Donnerstag, 07.Juli, 10:49 Uhr
Anschütz
Pape
Sehr geehrte Damen und Herren,
ich schätze Ihre Seite sehr. Aber dieser Artikel über Pape ist doch reichlich unsubstanziell; ein guter Artikel zeichnet sich durch gute Recherche und das Aufzeigen des Sachverhalts aus. Die einfache Frage, was und wie hat sich Pape geäußert, wurde oberflächlich mit Stichworten umschrieben. Ich weiß immer noch nicht, was Pape geschrieben hat, was ist LBGQT. Argumente für die eine wie die andere Seite sind aufzuzeigen, abzuwägen etc. Wo bleibt die Diskussionskultur in ihrem Artikel.

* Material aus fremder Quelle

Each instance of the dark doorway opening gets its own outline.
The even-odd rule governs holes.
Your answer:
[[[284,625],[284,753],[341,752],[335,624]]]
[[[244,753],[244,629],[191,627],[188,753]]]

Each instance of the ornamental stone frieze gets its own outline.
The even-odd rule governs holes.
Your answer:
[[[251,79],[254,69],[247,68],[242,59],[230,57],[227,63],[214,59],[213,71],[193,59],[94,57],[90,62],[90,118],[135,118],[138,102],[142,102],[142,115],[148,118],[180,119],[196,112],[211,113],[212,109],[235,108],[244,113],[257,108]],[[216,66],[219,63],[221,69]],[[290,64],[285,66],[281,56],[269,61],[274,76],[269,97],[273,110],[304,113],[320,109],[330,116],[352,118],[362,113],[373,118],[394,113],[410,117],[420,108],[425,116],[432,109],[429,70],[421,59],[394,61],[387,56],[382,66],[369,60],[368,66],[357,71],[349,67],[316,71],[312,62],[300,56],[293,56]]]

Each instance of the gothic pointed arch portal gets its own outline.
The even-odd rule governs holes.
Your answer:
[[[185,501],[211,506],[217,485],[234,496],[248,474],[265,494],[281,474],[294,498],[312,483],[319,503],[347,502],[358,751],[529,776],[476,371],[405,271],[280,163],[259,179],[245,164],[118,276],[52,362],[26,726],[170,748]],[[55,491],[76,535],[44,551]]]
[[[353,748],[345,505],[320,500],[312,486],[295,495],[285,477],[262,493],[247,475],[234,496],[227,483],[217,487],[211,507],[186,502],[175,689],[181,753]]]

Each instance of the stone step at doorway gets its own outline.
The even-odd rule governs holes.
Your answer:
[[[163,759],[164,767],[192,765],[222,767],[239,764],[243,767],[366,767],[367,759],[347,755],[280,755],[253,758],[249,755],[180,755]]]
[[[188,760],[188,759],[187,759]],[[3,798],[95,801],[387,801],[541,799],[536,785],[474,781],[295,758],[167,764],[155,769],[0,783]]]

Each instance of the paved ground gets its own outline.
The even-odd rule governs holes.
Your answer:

Das ist schlechter Stil und Journalismus. Leider ist man als Leser aufgrund der Oberflächlichkeit angehalten, die Sache kritisch zu hinterfragen, ist es dies überhaupt wert, gelesen zu haben und ob hier nicht wieder eine nächste Sau durchs Dorf getrieben wird.
Antwort von BR-KLASSIK:
Sehr geehrter Herr Anschütz, vielen Dank für Ihre Rückmeldung! Der Artikel, auf den sie sich bezieht, ist ein Kommentar und ist auch als solches in der Überschrift gekennzeichnet. Den Sachverhalt können Sie in den beiden Meldungen auf br-klassik.de, die dem Kommentar vorangegangen sind, nachlesen. Sie sind auch im Kommentar verlinkt. Herzliche Grüße, Ihr BR-KLASSIK-Team
Donnerstag, 07.Juli, 10:32 Uhr
Cameron Miandola
Rene Pape
Man kommt aus dem sich-Wundern nicht mehr heraus, offenbar ist in der gesamten Gesellschaft alles komplett durcheinander und verrückt - die Manipulation der Menschen zeigt immer mehr ihre Wirkung. Gestern noch empfand ich großen Respekt für Renè Pape, heute schon widerruft er. Was ist da los? Ist er unter Druck gesetzt worden? Warum entschuldigt er sich, ER HAT DOCH VÖLLIG RECHT?!!!